So a partnership like this sounds ideal. Roine could finally have the voice he has been writing for all these years, and Jon could have the musical backing that can equal the richness of his unique voice. I also hoped that these two working together might correct each others excesses of late. Perhaps Roine and his extended family of accomplished prog-rock musicians might put some punch and urgency into Jon's light-pop new age ramblings. And perhaps Jon's hopefulness and life-affirming outlook might drag Roine Stolt back from the brink of dark brooding where he's been writing lately (see Desolation Rose.)

I knew that my hopes were impossibly high for this record, but I am surprised to see that for the most part, these hopes are not dashed. We were told to expect a long-form composition in the tradition of "Tales from Topographic Oceans" and "Olias of Sunhillow," which seemed way too good to be true. It was, but these two have given us a unified hour of music which has coherent musical and lyrical themes.

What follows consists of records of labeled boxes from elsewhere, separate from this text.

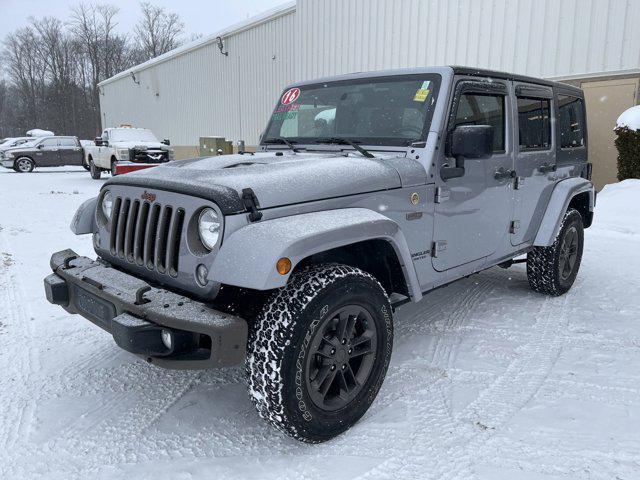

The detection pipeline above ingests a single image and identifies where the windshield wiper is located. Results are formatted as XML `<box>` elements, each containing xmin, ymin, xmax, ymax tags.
<box><xmin>315</xmin><ymin>137</ymin><xmax>374</xmax><ymax>158</ymax></box>
<box><xmin>262</xmin><ymin>137</ymin><xmax>298</xmax><ymax>152</ymax></box>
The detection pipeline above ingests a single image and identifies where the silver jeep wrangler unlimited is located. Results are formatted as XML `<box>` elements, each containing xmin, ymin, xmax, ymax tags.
<box><xmin>45</xmin><ymin>67</ymin><xmax>595</xmax><ymax>442</ymax></box>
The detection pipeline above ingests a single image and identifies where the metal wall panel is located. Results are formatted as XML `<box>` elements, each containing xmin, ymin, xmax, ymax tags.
<box><xmin>296</xmin><ymin>0</ymin><xmax>640</xmax><ymax>79</ymax></box>
<box><xmin>101</xmin><ymin>0</ymin><xmax>640</xmax><ymax>145</ymax></box>
<box><xmin>100</xmin><ymin>7</ymin><xmax>296</xmax><ymax>145</ymax></box>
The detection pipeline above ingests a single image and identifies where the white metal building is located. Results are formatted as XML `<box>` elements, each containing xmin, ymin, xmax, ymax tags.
<box><xmin>100</xmin><ymin>0</ymin><xmax>640</xmax><ymax>185</ymax></box>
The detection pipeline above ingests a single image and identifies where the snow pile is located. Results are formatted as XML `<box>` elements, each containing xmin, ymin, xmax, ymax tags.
<box><xmin>594</xmin><ymin>179</ymin><xmax>640</xmax><ymax>235</ymax></box>
<box><xmin>616</xmin><ymin>105</ymin><xmax>640</xmax><ymax>130</ymax></box>
<box><xmin>27</xmin><ymin>128</ymin><xmax>53</xmax><ymax>137</ymax></box>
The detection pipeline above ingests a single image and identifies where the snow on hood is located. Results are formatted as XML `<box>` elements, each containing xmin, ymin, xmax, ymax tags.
<box><xmin>107</xmin><ymin>152</ymin><xmax>404</xmax><ymax>208</ymax></box>
<box><xmin>109</xmin><ymin>140</ymin><xmax>169</xmax><ymax>150</ymax></box>
<box><xmin>616</xmin><ymin>105</ymin><xmax>640</xmax><ymax>130</ymax></box>
<box><xmin>27</xmin><ymin>128</ymin><xmax>54</xmax><ymax>137</ymax></box>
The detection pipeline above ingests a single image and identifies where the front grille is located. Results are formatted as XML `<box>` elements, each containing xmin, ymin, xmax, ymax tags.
<box><xmin>129</xmin><ymin>148</ymin><xmax>169</xmax><ymax>163</ymax></box>
<box><xmin>109</xmin><ymin>197</ymin><xmax>184</xmax><ymax>277</ymax></box>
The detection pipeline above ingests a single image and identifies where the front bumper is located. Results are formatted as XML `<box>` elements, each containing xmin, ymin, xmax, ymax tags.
<box><xmin>115</xmin><ymin>161</ymin><xmax>162</xmax><ymax>175</ymax></box>
<box><xmin>44</xmin><ymin>250</ymin><xmax>247</xmax><ymax>369</ymax></box>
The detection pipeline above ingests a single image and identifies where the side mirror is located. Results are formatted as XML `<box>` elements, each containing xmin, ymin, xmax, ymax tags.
<box><xmin>440</xmin><ymin>125</ymin><xmax>494</xmax><ymax>180</ymax></box>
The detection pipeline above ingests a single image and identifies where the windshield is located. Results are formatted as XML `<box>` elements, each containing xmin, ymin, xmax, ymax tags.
<box><xmin>263</xmin><ymin>74</ymin><xmax>440</xmax><ymax>146</ymax></box>
<box><xmin>109</xmin><ymin>128</ymin><xmax>158</xmax><ymax>142</ymax></box>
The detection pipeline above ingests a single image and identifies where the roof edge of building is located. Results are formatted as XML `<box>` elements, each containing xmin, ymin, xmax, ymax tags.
<box><xmin>98</xmin><ymin>0</ymin><xmax>296</xmax><ymax>87</ymax></box>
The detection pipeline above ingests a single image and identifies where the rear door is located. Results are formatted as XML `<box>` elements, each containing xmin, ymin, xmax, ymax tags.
<box><xmin>511</xmin><ymin>82</ymin><xmax>557</xmax><ymax>246</ymax></box>
<box><xmin>432</xmin><ymin>78</ymin><xmax>513</xmax><ymax>271</ymax></box>
<box><xmin>58</xmin><ymin>138</ymin><xmax>82</xmax><ymax>165</ymax></box>
<box><xmin>35</xmin><ymin>138</ymin><xmax>60</xmax><ymax>167</ymax></box>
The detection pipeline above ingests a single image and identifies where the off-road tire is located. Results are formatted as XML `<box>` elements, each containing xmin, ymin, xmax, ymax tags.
<box><xmin>13</xmin><ymin>157</ymin><xmax>36</xmax><ymax>173</ymax></box>
<box><xmin>89</xmin><ymin>158</ymin><xmax>102</xmax><ymax>180</ymax></box>
<box><xmin>246</xmin><ymin>264</ymin><xmax>393</xmax><ymax>443</ymax></box>
<box><xmin>527</xmin><ymin>208</ymin><xmax>584</xmax><ymax>296</ymax></box>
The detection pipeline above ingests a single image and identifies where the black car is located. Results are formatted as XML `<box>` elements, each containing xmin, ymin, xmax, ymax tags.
<box><xmin>2</xmin><ymin>137</ymin><xmax>84</xmax><ymax>173</ymax></box>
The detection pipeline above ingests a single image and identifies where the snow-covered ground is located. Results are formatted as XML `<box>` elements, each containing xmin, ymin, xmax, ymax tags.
<box><xmin>0</xmin><ymin>169</ymin><xmax>640</xmax><ymax>480</ymax></box>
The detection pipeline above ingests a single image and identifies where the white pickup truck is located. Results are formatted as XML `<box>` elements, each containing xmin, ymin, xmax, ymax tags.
<box><xmin>84</xmin><ymin>126</ymin><xmax>173</xmax><ymax>180</ymax></box>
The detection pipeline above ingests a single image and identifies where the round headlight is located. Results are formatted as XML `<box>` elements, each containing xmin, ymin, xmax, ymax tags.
<box><xmin>198</xmin><ymin>208</ymin><xmax>221</xmax><ymax>250</ymax></box>
<box><xmin>101</xmin><ymin>190</ymin><xmax>113</xmax><ymax>219</ymax></box>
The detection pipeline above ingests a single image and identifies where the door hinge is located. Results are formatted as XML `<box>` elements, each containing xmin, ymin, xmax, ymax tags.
<box><xmin>242</xmin><ymin>188</ymin><xmax>262</xmax><ymax>222</ymax></box>
<box><xmin>513</xmin><ymin>177</ymin><xmax>524</xmax><ymax>190</ymax></box>
<box><xmin>435</xmin><ymin>187</ymin><xmax>449</xmax><ymax>203</ymax></box>
<box><xmin>431</xmin><ymin>240</ymin><xmax>447</xmax><ymax>258</ymax></box>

It is fun hearing some of the familiar compositional elements used by Roine Stolt with Jon Anderson singing over them. The musical style is very much in the tradition of the Flower Kings, perhaps "Adam and Eve" or "Paradox Hotel" era. The pace never gets too fast, and the music never gets very hard-edged, but a variety of textures weaving in and out plus melodic changes keep your interest.

My main complaint is that the phrasing of the vocals and composition of the lyrics somehow make it evident that these two are not in the studio together. It is like Roine Stolt sent Jon completed instrumental tracks, and Jon just improvised vocals over them. This leads to Jon repeating words and phrases just to fill up space, and can be a little distracting at first. I see so much potential in what was coming together musically, and I wish that this album could have been polished by a couple of weeks together in the studio, with Roine Stolt perhaps even guiding and grounding the composition of the vocals a little more.

That being said, this is the best that either of them has sounded in years. I will treasure this album as a meaningful but flawed gem.